Hematoxylin/eosin
stain shows epithelioid type cells with sightly vacuolated eosinophilic
cytoplasm and large nuclei. One cell contains small rod like structures
with indistinct borders (figure A). These cells present a strong
cytoplasmic reactivity with the PAS stain (figure B). Grocoot stain
reveals an intracytoplasmic positivity within the PAS positive cells
(figure C). Immunohistochemistry to further characterized these cells
showed the cells to be positive for CD68 (macrophage type cell marker),
negative for cytokeratin, LCA, GFAP and CD1a. FITE stain for mycobacterium
and Gram stain were negative. These findings are compatible with the
histological diagnosis of cerebral Whipple’s disease.
In order to confirm the diagnosis, less than 300µl of
intra-ventricular fluid removed during surgery and CSF were sent for
molecular diagnosis. PCR using specific primers for T. Whippellii was
negative. PCR using universal bacterial primers revealed the presence of a
very faint band for 16SrRNA but sequencing was not possible.

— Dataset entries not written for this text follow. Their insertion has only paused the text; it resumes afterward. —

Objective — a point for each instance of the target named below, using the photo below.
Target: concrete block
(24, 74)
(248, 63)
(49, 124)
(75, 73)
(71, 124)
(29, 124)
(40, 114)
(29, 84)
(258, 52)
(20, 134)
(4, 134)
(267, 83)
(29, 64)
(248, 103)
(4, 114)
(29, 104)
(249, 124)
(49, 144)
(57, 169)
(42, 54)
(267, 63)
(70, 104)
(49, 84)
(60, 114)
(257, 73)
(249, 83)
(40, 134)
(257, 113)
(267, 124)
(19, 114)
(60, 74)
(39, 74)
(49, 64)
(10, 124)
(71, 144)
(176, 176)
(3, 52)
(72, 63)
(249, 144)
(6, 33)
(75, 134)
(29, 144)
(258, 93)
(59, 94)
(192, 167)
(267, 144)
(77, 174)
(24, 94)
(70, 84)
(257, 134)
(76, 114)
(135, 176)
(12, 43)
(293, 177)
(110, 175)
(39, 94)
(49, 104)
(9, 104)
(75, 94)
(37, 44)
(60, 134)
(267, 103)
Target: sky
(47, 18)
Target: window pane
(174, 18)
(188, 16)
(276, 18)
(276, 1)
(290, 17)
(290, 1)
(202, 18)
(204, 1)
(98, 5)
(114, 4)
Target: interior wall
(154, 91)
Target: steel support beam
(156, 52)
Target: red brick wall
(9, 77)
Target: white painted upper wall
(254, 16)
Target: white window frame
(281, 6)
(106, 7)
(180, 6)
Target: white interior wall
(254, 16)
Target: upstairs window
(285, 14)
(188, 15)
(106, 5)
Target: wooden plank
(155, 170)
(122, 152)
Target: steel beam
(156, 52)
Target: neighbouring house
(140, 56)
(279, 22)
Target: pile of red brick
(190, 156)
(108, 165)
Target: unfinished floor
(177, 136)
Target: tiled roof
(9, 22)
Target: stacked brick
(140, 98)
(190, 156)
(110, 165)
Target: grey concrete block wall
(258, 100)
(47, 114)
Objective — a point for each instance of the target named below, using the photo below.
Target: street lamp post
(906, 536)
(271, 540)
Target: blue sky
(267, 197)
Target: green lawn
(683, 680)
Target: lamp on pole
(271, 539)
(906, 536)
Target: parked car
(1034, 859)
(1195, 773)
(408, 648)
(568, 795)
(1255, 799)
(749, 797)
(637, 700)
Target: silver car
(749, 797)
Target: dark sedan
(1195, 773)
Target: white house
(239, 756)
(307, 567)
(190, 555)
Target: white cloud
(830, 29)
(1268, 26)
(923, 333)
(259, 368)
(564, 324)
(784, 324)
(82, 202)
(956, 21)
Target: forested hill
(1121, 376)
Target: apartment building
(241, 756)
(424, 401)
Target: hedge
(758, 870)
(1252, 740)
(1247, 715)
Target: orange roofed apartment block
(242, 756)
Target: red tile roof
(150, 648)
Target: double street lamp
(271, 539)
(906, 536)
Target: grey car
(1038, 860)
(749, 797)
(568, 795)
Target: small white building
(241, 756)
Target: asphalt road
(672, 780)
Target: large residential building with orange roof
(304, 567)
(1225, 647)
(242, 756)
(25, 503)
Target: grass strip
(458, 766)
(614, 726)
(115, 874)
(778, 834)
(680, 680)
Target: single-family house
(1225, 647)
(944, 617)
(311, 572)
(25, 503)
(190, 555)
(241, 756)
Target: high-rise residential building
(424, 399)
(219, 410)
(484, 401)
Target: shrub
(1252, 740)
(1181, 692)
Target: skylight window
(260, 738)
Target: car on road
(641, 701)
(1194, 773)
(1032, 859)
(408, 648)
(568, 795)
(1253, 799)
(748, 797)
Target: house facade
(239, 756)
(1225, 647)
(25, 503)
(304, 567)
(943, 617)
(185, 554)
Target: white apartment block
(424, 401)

Immunohistochemistry for T. Whippellii was performed on the section and
was negative (courtesy of Dr. Leipidi, Marseille, France). Electron
microscopy performed on deparaffinized tissue was inconclusive. An
intestinal biopsy was performed and showed no pathology. PCR was also
negative.
Ref: Scandinavian Journal of infection Diseases, 1999, 31, 411-4.